A single mother speaking to other single mothers: I understand you, I feel for you, I fear for you….A woman speaking to women. For me "The Dream..." has crossed the threshold between reading as virtuosity , in order to expand my culture and educate my taste, and reading because it's personal...









[1]Let's go let's go/Step on it/Let's go let's go/Com'on step up/ There are too many travelers/ Way too many/Let's hurry step on it/There are all those ones waiting in line/All over the place/Lots/ Along the dock/Or in the corridors of their mother's womb/Let's go let's go step on it/Step on the trigger/ Everybody's got to live/So kill-yourselves a bit/"(translation mine)

6 comments:

Paul said...

Two fantastic poets whose work is undeniably active and political.

kiersty said...

A lot of writing that is touted as feminist is merely a natural personal story of what it is to be a woman and the word feminist has been so abused that it shuts many minds off to it from the start. It's such a shame.
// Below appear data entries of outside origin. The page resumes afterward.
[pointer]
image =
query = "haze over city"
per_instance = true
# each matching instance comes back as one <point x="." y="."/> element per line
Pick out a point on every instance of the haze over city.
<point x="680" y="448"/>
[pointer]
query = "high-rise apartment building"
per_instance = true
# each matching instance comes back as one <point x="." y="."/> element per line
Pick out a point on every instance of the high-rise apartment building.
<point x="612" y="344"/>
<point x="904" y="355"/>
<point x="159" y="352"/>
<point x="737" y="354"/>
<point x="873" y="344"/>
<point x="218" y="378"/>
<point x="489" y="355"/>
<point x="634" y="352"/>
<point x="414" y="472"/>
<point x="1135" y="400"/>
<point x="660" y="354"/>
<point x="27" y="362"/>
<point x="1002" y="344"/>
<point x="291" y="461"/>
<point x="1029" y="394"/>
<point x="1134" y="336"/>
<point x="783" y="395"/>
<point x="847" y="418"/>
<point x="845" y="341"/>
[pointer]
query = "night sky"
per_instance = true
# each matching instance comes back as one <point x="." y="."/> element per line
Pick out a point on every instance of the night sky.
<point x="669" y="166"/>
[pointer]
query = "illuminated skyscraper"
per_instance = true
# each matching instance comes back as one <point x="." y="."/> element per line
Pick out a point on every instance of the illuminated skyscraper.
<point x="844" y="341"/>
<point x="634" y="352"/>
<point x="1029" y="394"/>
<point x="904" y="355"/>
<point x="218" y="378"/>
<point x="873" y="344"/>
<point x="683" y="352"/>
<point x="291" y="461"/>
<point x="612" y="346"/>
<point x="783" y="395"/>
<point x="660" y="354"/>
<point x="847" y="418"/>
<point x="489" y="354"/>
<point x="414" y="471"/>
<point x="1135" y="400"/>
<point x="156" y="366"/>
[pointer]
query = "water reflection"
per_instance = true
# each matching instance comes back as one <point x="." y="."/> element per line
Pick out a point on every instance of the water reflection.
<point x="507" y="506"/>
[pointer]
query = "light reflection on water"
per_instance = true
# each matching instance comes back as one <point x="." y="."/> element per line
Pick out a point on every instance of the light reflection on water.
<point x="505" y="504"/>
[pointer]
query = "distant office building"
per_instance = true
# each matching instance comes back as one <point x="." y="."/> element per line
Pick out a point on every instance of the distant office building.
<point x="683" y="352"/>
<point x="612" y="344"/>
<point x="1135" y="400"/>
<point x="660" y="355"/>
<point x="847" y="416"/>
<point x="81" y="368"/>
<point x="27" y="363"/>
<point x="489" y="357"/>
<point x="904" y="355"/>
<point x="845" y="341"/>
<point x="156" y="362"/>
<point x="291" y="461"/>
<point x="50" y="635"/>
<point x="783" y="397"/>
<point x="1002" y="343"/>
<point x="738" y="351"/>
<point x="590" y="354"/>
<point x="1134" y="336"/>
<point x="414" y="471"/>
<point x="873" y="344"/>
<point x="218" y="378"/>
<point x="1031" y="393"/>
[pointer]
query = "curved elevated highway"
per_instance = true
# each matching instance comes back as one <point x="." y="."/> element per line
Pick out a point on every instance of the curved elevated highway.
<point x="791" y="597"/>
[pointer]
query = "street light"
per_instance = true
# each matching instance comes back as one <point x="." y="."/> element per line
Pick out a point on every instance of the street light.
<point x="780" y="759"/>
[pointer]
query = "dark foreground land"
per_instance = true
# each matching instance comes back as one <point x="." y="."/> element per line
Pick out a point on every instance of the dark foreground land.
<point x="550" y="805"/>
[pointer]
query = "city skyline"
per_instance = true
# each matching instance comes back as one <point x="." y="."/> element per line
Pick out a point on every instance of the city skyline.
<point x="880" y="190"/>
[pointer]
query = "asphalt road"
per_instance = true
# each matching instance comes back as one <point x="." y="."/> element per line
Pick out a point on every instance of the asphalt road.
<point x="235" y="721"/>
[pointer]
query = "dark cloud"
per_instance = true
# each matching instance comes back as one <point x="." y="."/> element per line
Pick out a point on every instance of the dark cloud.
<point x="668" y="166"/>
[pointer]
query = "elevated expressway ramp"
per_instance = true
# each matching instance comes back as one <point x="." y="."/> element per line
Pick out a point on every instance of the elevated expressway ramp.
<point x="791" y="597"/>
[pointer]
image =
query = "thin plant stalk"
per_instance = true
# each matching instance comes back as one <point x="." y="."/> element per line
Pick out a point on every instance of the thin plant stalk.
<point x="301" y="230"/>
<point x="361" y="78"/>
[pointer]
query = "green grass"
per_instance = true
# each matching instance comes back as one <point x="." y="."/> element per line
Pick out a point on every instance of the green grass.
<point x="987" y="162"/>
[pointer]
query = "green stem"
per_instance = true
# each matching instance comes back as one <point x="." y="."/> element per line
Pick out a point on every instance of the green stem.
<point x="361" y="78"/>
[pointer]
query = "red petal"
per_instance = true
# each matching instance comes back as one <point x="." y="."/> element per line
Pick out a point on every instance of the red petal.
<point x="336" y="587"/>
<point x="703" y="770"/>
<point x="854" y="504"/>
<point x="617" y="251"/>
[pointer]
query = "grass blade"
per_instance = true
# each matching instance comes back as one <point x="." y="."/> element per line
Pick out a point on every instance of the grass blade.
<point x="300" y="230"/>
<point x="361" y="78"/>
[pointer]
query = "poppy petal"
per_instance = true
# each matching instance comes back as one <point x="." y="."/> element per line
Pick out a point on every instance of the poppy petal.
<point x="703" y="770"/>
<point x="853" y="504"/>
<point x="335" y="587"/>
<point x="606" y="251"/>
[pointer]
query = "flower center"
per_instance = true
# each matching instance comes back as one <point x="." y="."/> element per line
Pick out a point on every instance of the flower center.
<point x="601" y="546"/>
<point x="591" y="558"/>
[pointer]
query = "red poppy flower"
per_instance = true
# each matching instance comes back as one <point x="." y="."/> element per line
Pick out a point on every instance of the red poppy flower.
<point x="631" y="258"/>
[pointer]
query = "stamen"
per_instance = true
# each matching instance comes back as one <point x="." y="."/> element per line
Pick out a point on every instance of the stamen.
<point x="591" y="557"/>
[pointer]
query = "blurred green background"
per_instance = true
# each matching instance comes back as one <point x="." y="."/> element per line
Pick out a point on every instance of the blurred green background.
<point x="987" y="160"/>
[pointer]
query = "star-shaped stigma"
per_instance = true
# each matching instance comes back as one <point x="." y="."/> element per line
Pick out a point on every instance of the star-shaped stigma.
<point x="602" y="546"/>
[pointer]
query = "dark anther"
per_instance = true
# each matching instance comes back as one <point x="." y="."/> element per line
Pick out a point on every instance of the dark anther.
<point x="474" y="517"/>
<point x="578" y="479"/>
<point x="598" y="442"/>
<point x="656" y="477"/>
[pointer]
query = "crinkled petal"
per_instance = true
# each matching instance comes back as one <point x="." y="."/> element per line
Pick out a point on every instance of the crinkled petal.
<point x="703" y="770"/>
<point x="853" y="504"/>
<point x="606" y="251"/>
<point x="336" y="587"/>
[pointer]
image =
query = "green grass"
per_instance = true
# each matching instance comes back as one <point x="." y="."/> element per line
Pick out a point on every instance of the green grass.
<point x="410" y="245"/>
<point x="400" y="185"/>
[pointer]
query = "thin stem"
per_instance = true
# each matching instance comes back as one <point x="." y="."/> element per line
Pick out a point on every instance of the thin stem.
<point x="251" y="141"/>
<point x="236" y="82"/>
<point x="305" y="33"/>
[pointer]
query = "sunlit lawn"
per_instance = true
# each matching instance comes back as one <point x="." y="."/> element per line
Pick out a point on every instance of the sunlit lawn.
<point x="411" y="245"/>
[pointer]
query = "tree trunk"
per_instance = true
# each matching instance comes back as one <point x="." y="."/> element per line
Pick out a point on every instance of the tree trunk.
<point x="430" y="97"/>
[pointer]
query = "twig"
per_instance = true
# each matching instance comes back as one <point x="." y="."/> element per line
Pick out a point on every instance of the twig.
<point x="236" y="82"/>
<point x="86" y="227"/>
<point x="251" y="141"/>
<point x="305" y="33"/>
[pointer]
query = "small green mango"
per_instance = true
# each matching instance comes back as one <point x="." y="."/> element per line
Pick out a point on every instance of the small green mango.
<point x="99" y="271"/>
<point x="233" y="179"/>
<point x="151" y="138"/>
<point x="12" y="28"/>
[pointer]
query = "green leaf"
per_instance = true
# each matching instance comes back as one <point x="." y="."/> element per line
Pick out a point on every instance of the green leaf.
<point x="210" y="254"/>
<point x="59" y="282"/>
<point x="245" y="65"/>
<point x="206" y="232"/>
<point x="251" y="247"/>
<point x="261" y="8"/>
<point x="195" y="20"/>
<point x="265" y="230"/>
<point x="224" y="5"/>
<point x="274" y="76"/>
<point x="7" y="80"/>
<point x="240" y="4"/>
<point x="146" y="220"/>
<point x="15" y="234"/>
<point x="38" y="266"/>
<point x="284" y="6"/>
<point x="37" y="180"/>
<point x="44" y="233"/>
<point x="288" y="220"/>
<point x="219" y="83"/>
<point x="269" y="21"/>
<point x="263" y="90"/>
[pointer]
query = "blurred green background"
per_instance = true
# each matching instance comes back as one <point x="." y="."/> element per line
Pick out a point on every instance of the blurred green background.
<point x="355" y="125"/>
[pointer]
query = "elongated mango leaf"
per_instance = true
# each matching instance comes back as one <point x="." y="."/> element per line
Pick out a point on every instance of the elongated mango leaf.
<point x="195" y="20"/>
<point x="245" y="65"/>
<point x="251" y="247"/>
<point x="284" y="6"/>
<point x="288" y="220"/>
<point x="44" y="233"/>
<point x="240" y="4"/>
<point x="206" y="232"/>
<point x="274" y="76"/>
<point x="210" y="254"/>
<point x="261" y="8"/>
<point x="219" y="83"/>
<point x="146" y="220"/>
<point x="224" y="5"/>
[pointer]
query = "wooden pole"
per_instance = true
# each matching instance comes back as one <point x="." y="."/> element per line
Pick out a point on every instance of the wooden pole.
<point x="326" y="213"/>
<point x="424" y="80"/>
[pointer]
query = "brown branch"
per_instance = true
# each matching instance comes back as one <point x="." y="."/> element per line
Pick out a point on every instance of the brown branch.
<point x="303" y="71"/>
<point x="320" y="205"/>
I admire your broad mind and your ability to speak so eloquently about the things that inspire you.

Ana said...

Paul,
thanks for reminding me about Prevert
kiersty,
I agree -the mere concept beyond feminism is so overused that we may have to find a word to replace it. As for Adrienne Rich, I read about her as a bout a feminist-but honestly I have little knowledge about her ideological writings. I enjoyed reading the woman-poet though...

rallentanda said...

I haven't read Prevert since I was a student but I have his poems and now I will reread them.Thanks for
the reminder.

Julie said...

Excellent review. Yes, both are highly recommended. I felt the same way when I read Rich's book. You make a great point. Sometimes, we tend to turn poets and writers into icons and don't think about them as people who have the same human struggles we do.

Ana said...

@rallentanda
Same here -I did enjoy re-reading it.